Notebook 12.1 Reading VCF files¶

This notebook will introduce you to the VCF file format, and methods for reading and manipulating variant call data (SNPs).

Learning objectives¶

Understand the VCF file format
Reading VCF files as pd data frames
Basic manipulations of the vcf data

Variant Call Format (VCF) files¶

VCF is a very common file format for storing and retrieving DNA sequence data, specifically it is most often used for storing single-nucleotide polymorphism (SNP) data, i.e. only sites that are variable within a population or sample.

Required software¶

Install the following with conda before running this notebook (if you haven't already done so).

# conda install pandas requests toyplot -c conda-forge

import toyplot
import requests
import pandas as pd

Fetch an example vcf file¶

This is an in-class challenge activity, where I will give you prompts and motivations and then you'll have to figure out how to do what you need to do on your own (or with a partner).

First, use the requests module to download the vcf file using this URL. Save the returned data to a file called wcs.vcf (this data is from a White-crowned sparrow study).

vcf_url = "https://raw.githubusercontent.com/isaacovercast/easySFS/refs/heads/master/example_files/wcs_1200.vcf"

Converting to a pd data frame¶

Try loading the wcs.vcf file into a pandas dataframe using pd.read_csv. What happens?

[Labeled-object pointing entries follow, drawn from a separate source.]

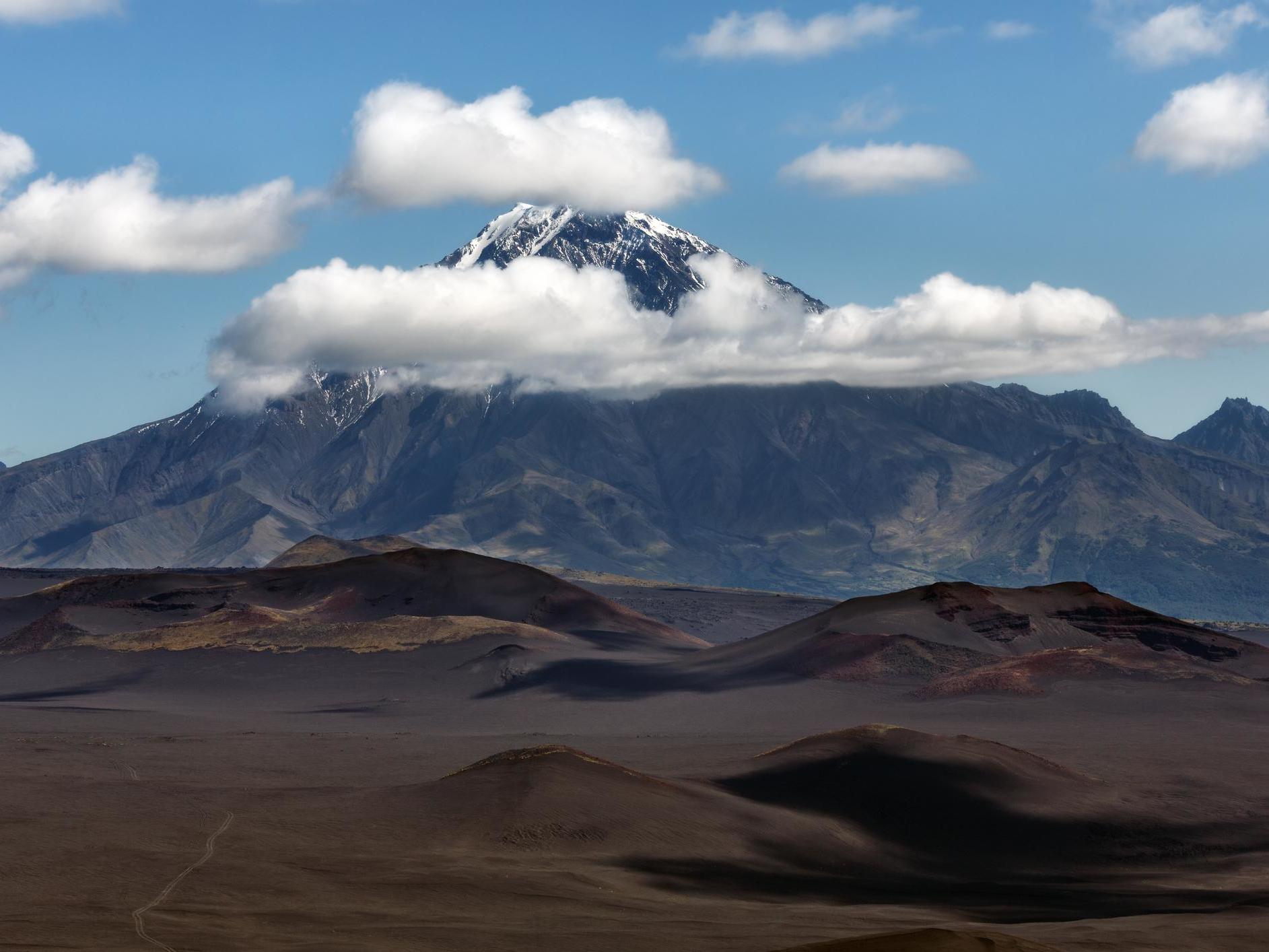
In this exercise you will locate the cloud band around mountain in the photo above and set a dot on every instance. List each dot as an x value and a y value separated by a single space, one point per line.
551 327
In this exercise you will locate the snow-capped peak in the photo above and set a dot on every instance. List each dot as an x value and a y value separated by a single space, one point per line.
651 254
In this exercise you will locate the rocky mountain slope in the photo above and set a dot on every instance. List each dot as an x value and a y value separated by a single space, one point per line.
385 602
1239 430
816 487
939 642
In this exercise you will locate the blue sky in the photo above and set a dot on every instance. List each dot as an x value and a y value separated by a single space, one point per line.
225 96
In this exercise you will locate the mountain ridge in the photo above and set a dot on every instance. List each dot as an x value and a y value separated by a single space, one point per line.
814 487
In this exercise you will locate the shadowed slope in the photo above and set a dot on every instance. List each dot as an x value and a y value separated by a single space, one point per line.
378 590
929 941
942 640
316 550
556 798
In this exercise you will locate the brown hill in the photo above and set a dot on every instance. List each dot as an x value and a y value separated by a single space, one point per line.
316 550
557 798
929 941
971 639
1036 673
333 603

Pandas expects a file to be formatted as tabular data, which a VCF actually is if you can somehow remove all the extra header information. read_csv() can take an optional argument called header where you can pass in the row number of the line that contains information about each column. See if you can figure out a way to identify the header row in this vcf file, and then load it into a df using the header parameter.

Challenge question: Calculate % missing data¶

Missing data is often something useful to quantify in a vcf file. In most cases missing data is specified as './.', indicating no genotype calls for a sample at this SNP. Please calculate the % of missing sites in this dataset. Ask for hints about how to proceed if necessary.